Fahrzeugs nicht richtig sein kann. Auch die Reaktion des Beklagten

auf eine weitere Frage nach dem genauen Unfallhergang spricht nicht

gerade für ein gutes Gewissen. Es ist nicht ersichtlich, warum es

ihm "zu heikel" werden sollte, wenn es sich um einen normalen

Unfall handelte.

11 Auffällig ist auch, daß der Beklagte zu 1. den Pkw des Klägers

links hinten erfaßt hat, dieser also schon fast vorbei war. Für

Kollisionen von Linksabbiegern mit dem Geradeausverkehr ist es

dagegen typisch, daß der Linksabbieger entweder versucht, noch vor

dem geradeaus fahrenden Fahrzeug vorbeizukommen, und dann von

diesem erfaßt wird, oder daß er es im vorderen Seitenbereich

trifft, wenn er sich in den beiderseitigen Geschwindigkeiten

stärker verschätzt hat. Ist der geradeaus fahrende Beteiligte

dagegen schon so weit wie hier, dann kann der Linksabbieger in

aller Regel durch Abbremsen erreichen, daß der andere unbehelligt

vorbeifahren kann. Es ist auch fast ausgeschlossen, ein bereits so

nahe herangekommenes Fahrzeug zu übersehen.

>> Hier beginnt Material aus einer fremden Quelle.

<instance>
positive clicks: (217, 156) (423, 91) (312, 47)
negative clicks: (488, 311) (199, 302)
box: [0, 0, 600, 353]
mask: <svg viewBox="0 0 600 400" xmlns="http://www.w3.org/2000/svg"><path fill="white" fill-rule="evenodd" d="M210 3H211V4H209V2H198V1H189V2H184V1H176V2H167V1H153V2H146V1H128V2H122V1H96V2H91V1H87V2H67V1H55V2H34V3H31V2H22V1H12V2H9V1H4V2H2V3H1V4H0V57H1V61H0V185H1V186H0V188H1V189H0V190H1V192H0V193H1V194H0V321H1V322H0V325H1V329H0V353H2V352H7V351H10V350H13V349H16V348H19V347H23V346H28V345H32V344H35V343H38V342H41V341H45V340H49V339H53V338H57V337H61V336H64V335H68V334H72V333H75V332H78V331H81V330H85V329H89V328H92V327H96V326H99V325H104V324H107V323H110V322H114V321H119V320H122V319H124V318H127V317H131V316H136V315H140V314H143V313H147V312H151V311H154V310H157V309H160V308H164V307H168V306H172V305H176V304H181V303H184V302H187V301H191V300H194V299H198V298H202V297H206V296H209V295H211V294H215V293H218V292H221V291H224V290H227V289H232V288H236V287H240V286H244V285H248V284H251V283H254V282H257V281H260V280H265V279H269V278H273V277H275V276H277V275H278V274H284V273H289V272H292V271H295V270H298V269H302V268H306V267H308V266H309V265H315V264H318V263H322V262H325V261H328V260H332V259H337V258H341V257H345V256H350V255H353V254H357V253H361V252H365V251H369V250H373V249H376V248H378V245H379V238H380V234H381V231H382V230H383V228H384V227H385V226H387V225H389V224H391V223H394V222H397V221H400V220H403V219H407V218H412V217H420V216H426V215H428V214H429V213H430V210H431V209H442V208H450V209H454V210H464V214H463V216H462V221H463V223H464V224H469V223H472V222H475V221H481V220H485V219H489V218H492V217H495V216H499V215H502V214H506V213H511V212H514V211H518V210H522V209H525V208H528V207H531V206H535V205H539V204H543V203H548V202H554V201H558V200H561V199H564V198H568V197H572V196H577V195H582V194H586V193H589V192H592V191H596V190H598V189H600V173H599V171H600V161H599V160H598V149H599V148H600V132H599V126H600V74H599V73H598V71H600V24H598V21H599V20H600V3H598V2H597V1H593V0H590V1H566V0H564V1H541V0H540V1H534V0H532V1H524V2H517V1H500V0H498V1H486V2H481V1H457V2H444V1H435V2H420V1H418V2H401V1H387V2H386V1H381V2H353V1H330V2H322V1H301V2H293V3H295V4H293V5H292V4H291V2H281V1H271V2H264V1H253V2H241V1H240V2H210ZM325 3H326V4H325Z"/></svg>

12 Es leuchtet auch nicht ein, warum der Beklagte zu 1. zur

Unfallzeit am Unfallort war. Nach seiner Darstellung als Partei kam

er von einer Bekannten in O., das nach dem Stadtplan etwa

west-südwestlich der R.-P.-Straße liegt. Wer von dort aus nach

Hause in die R.straße fahren will, eine Verbindungsstraße zwischen

V.er Straße und N.platz/V.er Straße, fährt normalerweise westlich

der A 57, wo sowohl O. als auch die R.straße liegen. Der Weg über

die R.-P.-Straße östlich der A 57 ist auf jeden Fall ein

erheblicher Umweg, der nicht erklärt wird. Die Berufungsbegründung

meint, das Landgericht habe den Beklagten zu 1. nach Namen und

Anschrift der Bekannten fragen müssen, um seine Darstellung

überprüfbar zu machen. Der Kläger war aber selbst mit seinem Anwalt

bei der Anhörung des Beklagten zu 1. zugegen und hatte Gelegenheit

zu Fragen. Nachdem der Beklagte zu 1. trotz Ladung durch den Senat

zum Verhandlungstermin nicht erschienen ist und daher nicht befragt

werden konnte, mögen diese zusätzlichen Erwägungen indessen auf

sich beruhen.

13 Ob die Örtlichkeit am Samstagvormittag wenig befahren und

deshalb für einen gestellten Unfall besonders geeignet erscheint,

kann offen bleiben. Daß die Polizei gerufen wurde, schließt eine

Manipulation bekanntlich nicht aus.

14 Anhaltspunkte dafür, daß die Parteien sich vor dem Unfall

kannten, gibt es außerhalb des Unfallgeschehens in der Tat nicht.

Dieses kann aber eindeutig darauf hindeuten.

15 Unter den genannten Umständen spricht alles dafür, daß der

Kläger den "Unfall" herbeigeführt hat, um nach einem nur

oberflächlich reparierten Vorschaden aus der Abrechnung nach

Gutachten Gewinn zu ziehen. Dabei ist ein lückenloser,

mathematisch-naturwissenschaftlich zwingender Beweis nicht

erforderlich (vgl. dazu BGH VersR 78, 862 (864) = NJW 78, 2154

(2156); 79, 514 (515), weil ein derartiger Nachweis gerade bei

gestellten Unfällen gewöhnlich nicht möglich ist, weil sie darauf

angelegt sind, echt zu wirken. Es reicht deshalb für eine

Überzeugungsbildung aus, wenn sich wie hier neben zahlreichen

gewichtigen Beweisanzeichen typischerweise bei gestellten Unfällen

vorliegende Merkmale in auffälliger Weise häufen (vgl. BGH aaO; OLG

Hamburg VersR 89,179). Damit scheiden Schadensersatzansprüche nach

den §§ 7 StVG, 823 BGB aus.

16 Die Kostenentscheidung beruht auf § 97 I ZPO. Das Urteil ist

nach den §§ 708 Nr. 10, 713 ZPO vorläufig vollstreckbar.

17 Wert der Beschwer des Klägers: 15.480,46 DM.